When the leading candidate for the Republican presidential nomination was asked by CNN for his response to the recently-announced accord with Iran, he didn’t mince words. “I would have made a deal not from desperation,” he said. “I would have doubled and tripled up the sanctions, and I would’ve made a much better deal.”
Four years ago, this same man hired investigators in Hawaii with the hope of debunking President Obama’s birth certificate and proving, once and for all, that Americans had been duped into electing a foreigner. Back then, he told Meredith Vieira of NBC that his investigators “cannot believe what they’re finding.”
Perhaps they couldn’t believe it because they weren’t finding anything.
Donald Trump is famous for many things, including the 1987 bestseller The Art of the Deal– a book about how you too can become, like him, a billionaire who has filed for bankruptcy four times simply by leveraging your multi-million dollar inheritance. Trump is bombastic, crass, and inflated enough by his fortune to ensure that we treat his apparent derangement as merely a quirk or an amusing eccentricity. For a long time, even during his ill-fated birth certificate investigation, it was hard to know if Trump was unhinged or in on the joke. During the 2011 White House Correspondents Dinner, President Obama and comedian Seth Meyers skewered the Donald.
“Donald Trump has been saying he will run for president as a Republican,” Meyers said, “which is surprising because I just assumed that he was running as a joke.” Trump later claimed he was “honored” by the roasting, though it certainly didn’t appear that way at the time.
Today, despite the fact that he appears to know almost nothing about the geopolitical and global stakes and implications of America’s years-long negotiation with Iran, this man is now perched at the top of the national polls for the next Republican presidential nominee. In an ever-expanding field, more Republicans support The Donald as their next Commander-in-Chief than anyone else.
And to a certain extent, this makes sense, not just because of Trump’s celebrity, but also because Trump’s blustering, arrogant, and dimwitted appeals to paranoia, xenophobia, and American hegemony resonate among voters who believe their culture and privileged status have been under constant attack in the Obama era.
The party of John Boehner, Mitch McConnell, Ted Cruz, and Tom Cotton should consider itself lucky.
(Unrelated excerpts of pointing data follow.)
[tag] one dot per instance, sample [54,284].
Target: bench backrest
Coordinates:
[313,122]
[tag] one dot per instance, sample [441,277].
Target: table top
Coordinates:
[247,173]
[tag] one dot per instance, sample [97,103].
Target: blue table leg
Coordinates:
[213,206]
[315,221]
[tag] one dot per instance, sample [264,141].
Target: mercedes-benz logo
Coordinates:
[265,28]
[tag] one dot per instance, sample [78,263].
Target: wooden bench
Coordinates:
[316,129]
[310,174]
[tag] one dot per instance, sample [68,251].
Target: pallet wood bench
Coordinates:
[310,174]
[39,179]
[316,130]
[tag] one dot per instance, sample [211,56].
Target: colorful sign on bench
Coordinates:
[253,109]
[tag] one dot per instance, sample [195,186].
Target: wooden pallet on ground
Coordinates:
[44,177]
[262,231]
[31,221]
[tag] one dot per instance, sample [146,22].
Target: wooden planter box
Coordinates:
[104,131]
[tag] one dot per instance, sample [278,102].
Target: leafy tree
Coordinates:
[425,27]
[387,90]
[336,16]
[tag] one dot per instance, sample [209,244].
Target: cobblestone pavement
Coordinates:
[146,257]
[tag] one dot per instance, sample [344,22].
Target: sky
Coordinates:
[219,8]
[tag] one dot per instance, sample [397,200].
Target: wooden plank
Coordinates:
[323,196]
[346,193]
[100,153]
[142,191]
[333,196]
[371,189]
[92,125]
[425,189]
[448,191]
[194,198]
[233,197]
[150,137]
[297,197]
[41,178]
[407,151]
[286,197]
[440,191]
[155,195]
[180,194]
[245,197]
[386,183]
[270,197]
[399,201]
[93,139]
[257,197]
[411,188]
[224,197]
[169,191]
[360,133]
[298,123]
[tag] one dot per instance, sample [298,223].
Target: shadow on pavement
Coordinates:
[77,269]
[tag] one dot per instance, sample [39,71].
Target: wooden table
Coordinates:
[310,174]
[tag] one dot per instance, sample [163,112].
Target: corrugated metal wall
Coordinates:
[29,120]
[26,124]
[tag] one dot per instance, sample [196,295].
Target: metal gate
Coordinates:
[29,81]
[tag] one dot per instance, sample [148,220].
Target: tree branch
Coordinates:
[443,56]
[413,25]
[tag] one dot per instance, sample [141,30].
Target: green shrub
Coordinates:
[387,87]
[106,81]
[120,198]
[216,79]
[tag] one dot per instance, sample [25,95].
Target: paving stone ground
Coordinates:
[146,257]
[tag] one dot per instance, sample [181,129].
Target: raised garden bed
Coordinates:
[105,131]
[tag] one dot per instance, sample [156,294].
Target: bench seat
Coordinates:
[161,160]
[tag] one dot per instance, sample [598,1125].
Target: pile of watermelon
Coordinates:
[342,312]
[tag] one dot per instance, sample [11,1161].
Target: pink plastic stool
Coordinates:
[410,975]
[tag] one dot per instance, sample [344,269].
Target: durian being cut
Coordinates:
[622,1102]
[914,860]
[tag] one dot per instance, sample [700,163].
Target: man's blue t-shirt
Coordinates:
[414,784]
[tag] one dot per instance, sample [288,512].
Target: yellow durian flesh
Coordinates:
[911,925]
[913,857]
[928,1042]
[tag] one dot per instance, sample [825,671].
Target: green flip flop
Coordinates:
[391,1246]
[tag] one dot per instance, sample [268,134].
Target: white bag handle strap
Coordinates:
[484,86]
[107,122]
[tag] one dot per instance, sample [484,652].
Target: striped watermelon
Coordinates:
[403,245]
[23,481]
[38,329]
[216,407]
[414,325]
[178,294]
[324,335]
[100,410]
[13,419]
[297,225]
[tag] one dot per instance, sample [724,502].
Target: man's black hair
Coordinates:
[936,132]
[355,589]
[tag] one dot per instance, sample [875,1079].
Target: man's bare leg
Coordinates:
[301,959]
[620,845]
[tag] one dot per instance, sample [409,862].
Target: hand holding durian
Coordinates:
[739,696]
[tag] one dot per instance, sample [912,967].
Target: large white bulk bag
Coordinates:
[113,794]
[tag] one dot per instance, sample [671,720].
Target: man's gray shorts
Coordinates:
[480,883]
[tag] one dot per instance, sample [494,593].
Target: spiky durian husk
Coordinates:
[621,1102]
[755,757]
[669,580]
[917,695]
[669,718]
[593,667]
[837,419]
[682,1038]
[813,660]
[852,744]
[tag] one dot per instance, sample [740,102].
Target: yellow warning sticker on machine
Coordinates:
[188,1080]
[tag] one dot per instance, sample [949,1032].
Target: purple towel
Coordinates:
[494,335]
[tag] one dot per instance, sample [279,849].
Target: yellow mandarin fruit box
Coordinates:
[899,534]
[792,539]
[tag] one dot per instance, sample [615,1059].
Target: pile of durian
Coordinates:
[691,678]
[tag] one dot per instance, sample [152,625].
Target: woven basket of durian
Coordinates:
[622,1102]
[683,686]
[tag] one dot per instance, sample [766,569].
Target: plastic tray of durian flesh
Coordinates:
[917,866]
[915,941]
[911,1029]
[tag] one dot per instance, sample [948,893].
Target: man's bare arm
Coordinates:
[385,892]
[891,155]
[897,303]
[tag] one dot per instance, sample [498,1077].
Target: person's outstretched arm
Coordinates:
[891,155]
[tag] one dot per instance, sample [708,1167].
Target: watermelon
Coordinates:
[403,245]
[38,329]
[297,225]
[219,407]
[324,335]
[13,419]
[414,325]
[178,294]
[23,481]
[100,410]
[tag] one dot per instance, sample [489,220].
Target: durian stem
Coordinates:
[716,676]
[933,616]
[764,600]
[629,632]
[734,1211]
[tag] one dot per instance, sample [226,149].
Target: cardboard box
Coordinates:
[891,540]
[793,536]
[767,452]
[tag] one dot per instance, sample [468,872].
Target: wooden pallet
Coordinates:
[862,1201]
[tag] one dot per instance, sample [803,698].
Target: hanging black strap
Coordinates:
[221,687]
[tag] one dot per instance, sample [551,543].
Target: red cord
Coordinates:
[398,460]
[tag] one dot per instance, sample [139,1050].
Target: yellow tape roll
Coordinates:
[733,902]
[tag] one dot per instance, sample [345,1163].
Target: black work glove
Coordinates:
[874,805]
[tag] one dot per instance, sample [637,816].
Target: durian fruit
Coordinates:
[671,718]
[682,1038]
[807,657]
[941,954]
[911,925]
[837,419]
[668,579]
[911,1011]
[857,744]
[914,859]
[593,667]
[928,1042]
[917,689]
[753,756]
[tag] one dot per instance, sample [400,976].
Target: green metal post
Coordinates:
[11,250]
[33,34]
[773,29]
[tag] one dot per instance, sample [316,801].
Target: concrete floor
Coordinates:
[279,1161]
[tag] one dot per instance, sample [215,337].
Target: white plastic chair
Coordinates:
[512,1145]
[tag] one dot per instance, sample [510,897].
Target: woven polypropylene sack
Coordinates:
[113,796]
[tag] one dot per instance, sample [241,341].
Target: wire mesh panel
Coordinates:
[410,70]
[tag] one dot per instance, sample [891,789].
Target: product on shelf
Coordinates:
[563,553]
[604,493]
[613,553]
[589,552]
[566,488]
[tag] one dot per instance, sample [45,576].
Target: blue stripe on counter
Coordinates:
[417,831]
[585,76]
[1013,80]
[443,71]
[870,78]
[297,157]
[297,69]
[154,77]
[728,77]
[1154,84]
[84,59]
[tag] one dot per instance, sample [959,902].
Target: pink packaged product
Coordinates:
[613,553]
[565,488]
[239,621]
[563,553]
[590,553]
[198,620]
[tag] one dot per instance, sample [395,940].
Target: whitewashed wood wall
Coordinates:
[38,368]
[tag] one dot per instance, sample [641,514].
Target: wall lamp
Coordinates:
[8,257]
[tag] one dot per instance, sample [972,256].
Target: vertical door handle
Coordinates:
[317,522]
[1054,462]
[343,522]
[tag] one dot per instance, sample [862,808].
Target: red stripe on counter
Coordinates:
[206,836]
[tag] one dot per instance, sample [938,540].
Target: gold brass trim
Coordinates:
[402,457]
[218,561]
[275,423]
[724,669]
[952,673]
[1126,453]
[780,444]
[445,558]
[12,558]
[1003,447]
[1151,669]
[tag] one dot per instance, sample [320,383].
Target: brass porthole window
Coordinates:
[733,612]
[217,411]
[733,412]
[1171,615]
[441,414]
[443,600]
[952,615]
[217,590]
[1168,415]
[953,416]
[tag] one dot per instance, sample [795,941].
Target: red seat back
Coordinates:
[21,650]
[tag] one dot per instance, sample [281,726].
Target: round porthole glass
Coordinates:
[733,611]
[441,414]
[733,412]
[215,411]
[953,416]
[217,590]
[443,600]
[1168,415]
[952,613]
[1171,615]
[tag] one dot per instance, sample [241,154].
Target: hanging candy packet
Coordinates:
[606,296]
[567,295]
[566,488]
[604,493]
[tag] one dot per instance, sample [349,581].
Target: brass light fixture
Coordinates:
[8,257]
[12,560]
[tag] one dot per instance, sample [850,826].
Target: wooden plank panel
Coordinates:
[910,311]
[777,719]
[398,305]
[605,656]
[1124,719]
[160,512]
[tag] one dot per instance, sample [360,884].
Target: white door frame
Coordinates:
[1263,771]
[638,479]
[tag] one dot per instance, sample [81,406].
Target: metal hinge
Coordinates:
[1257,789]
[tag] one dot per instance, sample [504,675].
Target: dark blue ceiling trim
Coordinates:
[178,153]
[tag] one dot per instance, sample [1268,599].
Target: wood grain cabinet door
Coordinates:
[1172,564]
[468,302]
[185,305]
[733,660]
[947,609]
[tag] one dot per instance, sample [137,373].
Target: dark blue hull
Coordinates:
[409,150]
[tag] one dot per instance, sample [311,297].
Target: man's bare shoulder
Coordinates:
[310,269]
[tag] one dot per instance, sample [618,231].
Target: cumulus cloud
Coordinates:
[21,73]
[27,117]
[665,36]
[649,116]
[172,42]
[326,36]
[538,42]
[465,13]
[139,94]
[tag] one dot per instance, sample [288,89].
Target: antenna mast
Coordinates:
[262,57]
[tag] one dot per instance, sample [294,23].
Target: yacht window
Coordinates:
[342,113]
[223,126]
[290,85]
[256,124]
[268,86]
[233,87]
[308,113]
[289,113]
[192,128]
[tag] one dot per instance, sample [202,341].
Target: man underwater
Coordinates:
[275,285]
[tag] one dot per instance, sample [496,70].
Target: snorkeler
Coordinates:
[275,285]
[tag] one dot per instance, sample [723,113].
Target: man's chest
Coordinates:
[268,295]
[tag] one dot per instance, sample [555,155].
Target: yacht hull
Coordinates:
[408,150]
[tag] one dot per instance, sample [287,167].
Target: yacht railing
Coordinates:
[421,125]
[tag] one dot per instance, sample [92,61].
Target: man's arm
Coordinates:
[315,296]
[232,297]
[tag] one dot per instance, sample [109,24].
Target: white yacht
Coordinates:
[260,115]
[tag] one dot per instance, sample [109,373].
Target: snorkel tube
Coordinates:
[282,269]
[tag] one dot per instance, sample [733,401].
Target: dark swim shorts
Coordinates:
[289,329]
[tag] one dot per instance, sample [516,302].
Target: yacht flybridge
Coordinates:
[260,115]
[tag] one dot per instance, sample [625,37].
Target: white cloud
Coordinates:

Trump embodies everything they’ve been championing: Extravagant wealth, reflexive opposition to anything and everything proposed by President Obama, a foreign policy that values war over peace and hostility over cooperation, the kind of guy who, to paraphrase Stephen Colbert, thinks with his gut, a one-man tribute to the rare success, achievable only in America, in which you never have to know or be responsible for anything you say or do because you can just let your money talk for you.
lamarw at gmail dot com
That, my friends, is true American exceptionalism: When you can become so secure in your privilege, you’re able to spend a small fortune chasing down a racist conspiracy theory about the country’s first black president, label Mexican immigrants as primarily drug dealers and rapists sent here at the behest of their government, dismiss a breakthrough negotiation with Iran by claiming you could have struck a better deal ensuring more suffering, and shortly thereafter, become the leading candidate for the Republican presidential nomination.
Oh, and when you can refute the notion that you’re, in any way, a racist by referencing the thousands of hispanics someone else hired on your behalf and the 2012 season of Celebrity Apprentice, when you crowned Arsenio Hall as the winner. And when no one in the media would ever dare confront you because they’re too busy being wowed by your private plane and your gilded office building and, wow, how approachable and funny and personable you are, how you’re comfortable enough to drop a few f-bombs, because that makes people feel special.
Donald Trump’s popularity isn’t a fluke, and it isn’t simply attributable to his celebrity. Donald Trump is on top because Donald Trump is exactly the candidate Republicans deserve: A thrice-married billionaire bigot who opposes same-sex marriages on moral grounds. Republicans can get behind that.
,Recently, Jon Stewart joked that Donald Trump was running as America’s id. It was a funny clip. But the truth is Donald Trump isn’t the party’s ID. Donald is the Republican Party’s superego.